İfade etmek "6 milyon Yahudi"- kutsal. Bu, geleneksel başarı dileğine yanıt olarak dile getirilen "cehenneme!" cümlesine benziyor: "tüy yok, tüy yok!" Yahudiler ne zaman ölümcül bir tehlikeyle karşı karşıya kalmaya başlasa medyada mutlaka HOLOCAUST kelimesini geçen ve “altı milyon Yahudi” tabirini geçen yazılar yazıyorlar.Dini geleneklerinde, ölümün bu güçlü insanları atlatması için bunu yapmak onların geleneğidir. altı milyon Yahudi her koşulda garantilidir ölmedi!

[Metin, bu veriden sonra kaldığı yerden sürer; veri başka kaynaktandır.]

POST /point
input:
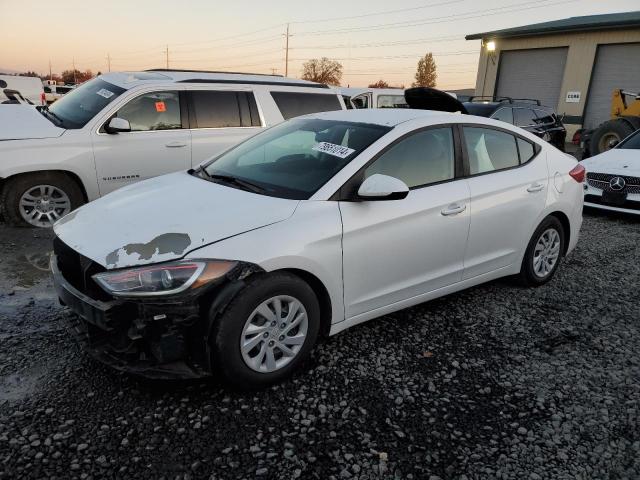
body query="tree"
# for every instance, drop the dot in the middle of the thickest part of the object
(379, 84)
(69, 76)
(322, 71)
(426, 74)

Bu sözlerimi doğruluyor ve Yahudilerin tehlike durumunda yazacakları böyle bir geleneğe sahip olduklarını kanıtlıyor - işte "The New York Times" gazetesinde bu soykırımı "altı milyon Yahudi"den bahseden yayınlardan bir seçki. 1869'dan beri!!!

Artık medyadaki sözlerin ne anlama geldiğini anlıyorsunuz"6 milyon Yahudi'nin katledilmesi"?

Umarım burada tarihleri ​​verilen gazetelerde (1869-1938) anlatılan bu vakaların hiçbirinde, ÖLDÜRÜLMEDİ kutsal "altı milyon Yahudi".

İkinci Dünya Savaşı'nda da 6 milyon Yahudi öldürülmedi! Yahudi kurbanların gerçek sayısı çok daha düşük.

Bunun kanıtı, Nazi toplama kampı Auschwitz'deki (Auschwitz) Yahudi kurbanların sayısıyla Yahudi örgütlerinin tahrif edilmesidir.

1948'de uluslararası Yahudi cemaati, yalnızca Auschwitz (Auschwitz) toplama kampında olduğunu ilan ettiğinde Çoğu Yahudi olmak üzere 4 milyon insan öldürüldü ve bu anıt plaket bu toplama kampına asıldığında: "1940 ile 1945 yılları arasında burada dört milyon insan Nazi haydutlarının elinde acı çekti ve öldü." Farklı ülkelerden tarihçiler bu rakama şüpheyle yaklaştılar ve gerçekleri dikkatlice iki kez kontrol etmeye başladılar.

Auschwitz'de İngilizce ve Yidiş dilinde "4 milyon" anma plaketi.